Tobin a fait un énorme travail pour susciter, puis pour identifier et reproduire certaines sonorités. S’inspirant de son expérience de capture de sons d’ambiance, il a reproduit la perméabilité, l’interaction de ces sons en les tirant de son imagination. Ce sont des frétillements, des craquements, des glissements, et quelques beats qui rappellent l’héritage dubstep de l’ensemble. "ISAM" est un disque assez abstrait, mais dont la musique, d’une qualité sonore exceptionnelle, est capable de surgir, ses éléments revêtant un pouvoir d’attraction, de séduction même, décuplé, comme sous une lentille de microscope. C’est une musique très dense, qui ne laisse jamais en attente, mais demande au contraire une attention de tous les instants. Il faudra l’étudier, avec une minutie rare et un plaisir certain.
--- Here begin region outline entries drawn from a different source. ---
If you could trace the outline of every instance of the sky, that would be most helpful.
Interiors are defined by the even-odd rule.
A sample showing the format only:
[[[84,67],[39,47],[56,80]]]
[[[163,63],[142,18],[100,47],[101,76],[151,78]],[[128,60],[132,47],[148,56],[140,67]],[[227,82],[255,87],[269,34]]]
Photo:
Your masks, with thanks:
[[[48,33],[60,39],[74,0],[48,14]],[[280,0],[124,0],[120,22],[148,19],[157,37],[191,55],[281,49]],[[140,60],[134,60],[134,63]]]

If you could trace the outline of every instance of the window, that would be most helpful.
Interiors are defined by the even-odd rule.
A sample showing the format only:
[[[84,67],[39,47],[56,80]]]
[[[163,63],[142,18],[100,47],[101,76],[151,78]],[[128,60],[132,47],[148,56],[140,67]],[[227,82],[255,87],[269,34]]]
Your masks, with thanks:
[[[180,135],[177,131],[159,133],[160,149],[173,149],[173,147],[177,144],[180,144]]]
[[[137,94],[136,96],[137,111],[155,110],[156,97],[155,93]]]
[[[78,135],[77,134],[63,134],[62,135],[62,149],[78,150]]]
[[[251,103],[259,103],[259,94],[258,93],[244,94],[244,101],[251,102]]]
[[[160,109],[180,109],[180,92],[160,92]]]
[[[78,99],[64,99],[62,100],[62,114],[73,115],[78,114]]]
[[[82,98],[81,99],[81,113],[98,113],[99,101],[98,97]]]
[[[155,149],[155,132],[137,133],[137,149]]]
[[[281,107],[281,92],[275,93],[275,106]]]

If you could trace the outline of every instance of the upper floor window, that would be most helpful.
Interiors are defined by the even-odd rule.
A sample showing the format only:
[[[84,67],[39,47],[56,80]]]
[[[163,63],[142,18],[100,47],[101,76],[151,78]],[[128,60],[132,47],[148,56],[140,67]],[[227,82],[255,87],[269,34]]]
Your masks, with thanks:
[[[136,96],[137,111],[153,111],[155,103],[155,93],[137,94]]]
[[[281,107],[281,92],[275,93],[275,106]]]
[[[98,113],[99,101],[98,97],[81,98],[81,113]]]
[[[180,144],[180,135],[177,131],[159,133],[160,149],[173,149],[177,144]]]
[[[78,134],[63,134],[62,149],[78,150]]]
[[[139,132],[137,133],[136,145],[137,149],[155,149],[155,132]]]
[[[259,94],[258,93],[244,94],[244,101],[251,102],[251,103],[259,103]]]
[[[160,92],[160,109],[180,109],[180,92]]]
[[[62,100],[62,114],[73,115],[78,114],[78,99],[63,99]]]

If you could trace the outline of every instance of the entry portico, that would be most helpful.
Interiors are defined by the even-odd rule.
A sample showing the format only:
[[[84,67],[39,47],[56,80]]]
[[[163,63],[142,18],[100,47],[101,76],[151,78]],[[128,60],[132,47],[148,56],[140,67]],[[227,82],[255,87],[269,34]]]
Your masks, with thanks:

Tobin fait croire à l’auditeur qu’il tente quelque chose, qu’il accomplit une improbable transition, et que son disque lui-même n’est qu’un travail inachevé. Goto 10, dont la structure est plus familière (on pense à Autechre), suggère que ce n’est pas le cas, mais que Tobin s’autorise la disparité par goût.
Il faut y retourner pour en saisir les arrêts, les nouvelles directions prises, les pauses, les ralentis, qui rarement s’acheminent vers un modèle spécifique. Et les plongeons, tels ce Dropped From the Sky en final, décontracté, sur lequel Tobin assume clairement le simple plaisir d’enregistrer les sons qui lui plaisent le plus – les voix de synthèse sur ce titre sont le péché mignon de l’album.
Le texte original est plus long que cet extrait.